Эндрю думал, что говорил убедительно, но с беспокойством ощутил, что начальник полиции пристально смотрит на него.

— Я спрашиваю о менее очевидных местах, — сказал Коннор. — Таких, где никто не подумает искать. Ты уверен, что не представляешь таких маршрутов?

— Черт возьми, Бен! — Страх перед Коннором, перед тем, о чем он, возможно, вот-вот догадается, внезапно разозлил Эндрю, и он поднялся, обретая с гневом силы. — Я тебе уже сказал. Это что, допрос? Я под подозрением?

Коннора эта вспышка не обескуражила.

— Я этого не говорил.

— Тем не менее муж всегда является подозреваемым. Разве не так?

— Никаких признаков преступления нет.

— Небось думаешь, это я убил Шерри Уилкотт. Начинаю жалеть, что мы пожертвовали твоему управлению такие деньги. Ты был очень благодарен, когда мы выделяли кругленькую сумму для ребенка с лейкемией, сынишки сержанта. Видимо, благодарность твоя кончается, едва получишь деньги по чеку.

Ярость приятна. Как будто посылаешь мяч прямо в физиономию противнику. Приводишь его в замешательство.

Но Коннор в замешательство не пришел. Лишь печально развел руками.

— Ну что ж, пойду.

— Ступай, — сказал Эндрю и тут же пожалел об этом. Голос его прозвучал жалко, озлобленно.

Выходя, Коннор остановился у ротангового столика, на котором стояла фотография Эрики в рамке.

— Неприятно просить, — сказал он, — но можно взять ее на время?

— Фотографию? За каким чертом?

— Может, придется передать факс в другие управления.

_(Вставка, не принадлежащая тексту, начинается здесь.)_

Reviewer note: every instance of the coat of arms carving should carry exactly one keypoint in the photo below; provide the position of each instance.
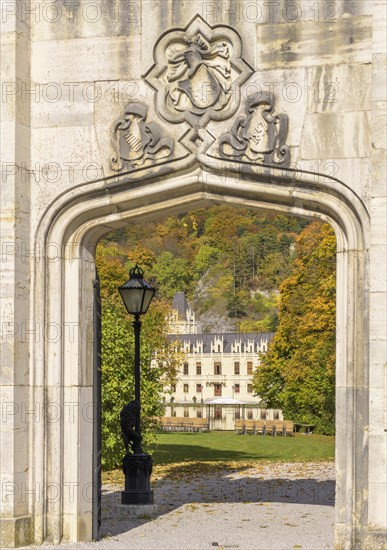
(197, 73)
(258, 137)
(136, 142)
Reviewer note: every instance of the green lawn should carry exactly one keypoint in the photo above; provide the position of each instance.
(227, 446)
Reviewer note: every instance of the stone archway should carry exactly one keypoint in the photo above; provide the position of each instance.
(63, 289)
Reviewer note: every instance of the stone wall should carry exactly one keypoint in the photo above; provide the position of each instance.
(69, 70)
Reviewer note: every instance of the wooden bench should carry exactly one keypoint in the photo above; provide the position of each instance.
(264, 427)
(286, 428)
(240, 426)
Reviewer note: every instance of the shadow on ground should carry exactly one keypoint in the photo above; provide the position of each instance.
(215, 484)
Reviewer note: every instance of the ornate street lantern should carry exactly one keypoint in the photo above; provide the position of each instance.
(136, 294)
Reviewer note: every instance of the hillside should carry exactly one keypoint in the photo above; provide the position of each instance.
(229, 261)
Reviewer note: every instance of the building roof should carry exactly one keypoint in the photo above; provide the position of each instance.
(180, 304)
(223, 401)
(228, 339)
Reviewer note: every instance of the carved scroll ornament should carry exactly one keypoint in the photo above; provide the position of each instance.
(136, 142)
(259, 136)
(197, 73)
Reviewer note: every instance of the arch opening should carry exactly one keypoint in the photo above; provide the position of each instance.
(69, 234)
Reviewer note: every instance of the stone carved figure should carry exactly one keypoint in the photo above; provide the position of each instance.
(198, 75)
(128, 418)
(259, 136)
(136, 142)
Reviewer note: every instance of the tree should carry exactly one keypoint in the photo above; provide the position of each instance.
(298, 372)
(172, 274)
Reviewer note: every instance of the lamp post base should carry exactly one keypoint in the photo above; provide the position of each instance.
(137, 469)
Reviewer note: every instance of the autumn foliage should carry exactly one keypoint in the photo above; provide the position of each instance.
(298, 372)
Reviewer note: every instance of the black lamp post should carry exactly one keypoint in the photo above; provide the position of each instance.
(136, 294)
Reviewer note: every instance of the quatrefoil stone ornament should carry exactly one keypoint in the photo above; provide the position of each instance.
(197, 73)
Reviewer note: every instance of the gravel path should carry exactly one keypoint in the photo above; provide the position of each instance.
(268, 507)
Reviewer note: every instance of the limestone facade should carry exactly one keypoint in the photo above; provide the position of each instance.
(117, 112)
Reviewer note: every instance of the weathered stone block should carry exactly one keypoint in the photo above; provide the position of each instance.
(16, 532)
(92, 59)
(309, 43)
(379, 125)
(379, 77)
(337, 88)
(67, 20)
(328, 136)
(63, 147)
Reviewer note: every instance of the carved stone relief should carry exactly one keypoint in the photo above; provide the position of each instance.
(197, 76)
(197, 73)
(136, 142)
(259, 136)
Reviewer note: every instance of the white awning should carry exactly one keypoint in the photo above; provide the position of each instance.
(223, 401)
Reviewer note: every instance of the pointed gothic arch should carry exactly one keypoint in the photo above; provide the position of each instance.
(67, 238)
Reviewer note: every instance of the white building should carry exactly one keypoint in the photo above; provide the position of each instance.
(216, 366)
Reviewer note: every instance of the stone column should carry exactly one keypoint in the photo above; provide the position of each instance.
(19, 408)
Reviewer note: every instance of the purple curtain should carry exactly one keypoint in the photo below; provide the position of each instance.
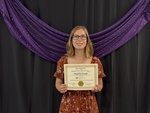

В другие. Если поиски охватят весь штат.

А если его жена там, где он предполагает… если что-то случилось…

Тогда фотография может пригодиться для опознания тела. Когда ее прибьет к берегу, изрезанную, раздувшуюся.

Ярость исчезла и вместе с ней сила. Эндрю понурился.

— Бери, конечно. Черт.

Он смотрел, как Коннор вынимает фотографию из рамки. Этот снимок сделал местный фотограф, чтобы поместить в газете рядом с рекламой галереи. Эрика не хотела ставить фотографию дома — «слишком тщеславно», — но Эндрю настоял.

— Извини, — мягко сказал он. — За те слова. Я утратил контроль над собой. Это… совсем не в моем духе.

— Понятно. Дипломат из меня никудышный.

— Из меня тоже. — Эндрю вяло указал на фотографию. — Я… я хотел бы получить ее обратно. То есть… возможно, негатив где-то и сохранился, но…

— Не беспокойся. Получишь. — Коннор легонько, будто чего-то хрупкого, коснулся его руки. — Не провожай, я знаю дорогу к выходу.

Эндрю стоял в комнате, прислушиваясь к удаляющимся шагам. И думал. Напряженно.

Когда услышал, как закрылась парадная дверь, он уже знал, что делать.

В спальне Эндрю хранил армейского образца вороненый «кольт» сорок пятого калибра. Лежал «кольт» в глубине его чулана, в коробке из-под обуви, заставленной другими коробками. Мария там никогда не убирала, Эрика туда не заглядывала. Эндрю зарядил его и сунул за пояс брюк, чтобы ничего не было заметно, надел просторную куртку. Запасные патроны разложил по карманам.

Выглянув в окно, увидел на подъездной аллее только свой «феррари». Коннор уехал.

Мария встретила его спускавшимся по лестнице в полурасстегнутой куртке. Спросила, что стряслось, почему приезжал начальник полиции. Эндрю отмахнулся от ее вопроса.

— Если Эрика появится или позвонит, — сказал он, — свяжись со мной по телефону в машине. Ответа не будет, оставь сообщение на пейджере.

Широким шагом подошел к двери, потом обернулся:

— И выключи к черту этого Вивальди.

Эндрю вышел на воздух, дверь захлопнулась за ним, когда он сбегал по ступенькам к красной машине, ствол «кольта» холодил ему бедро.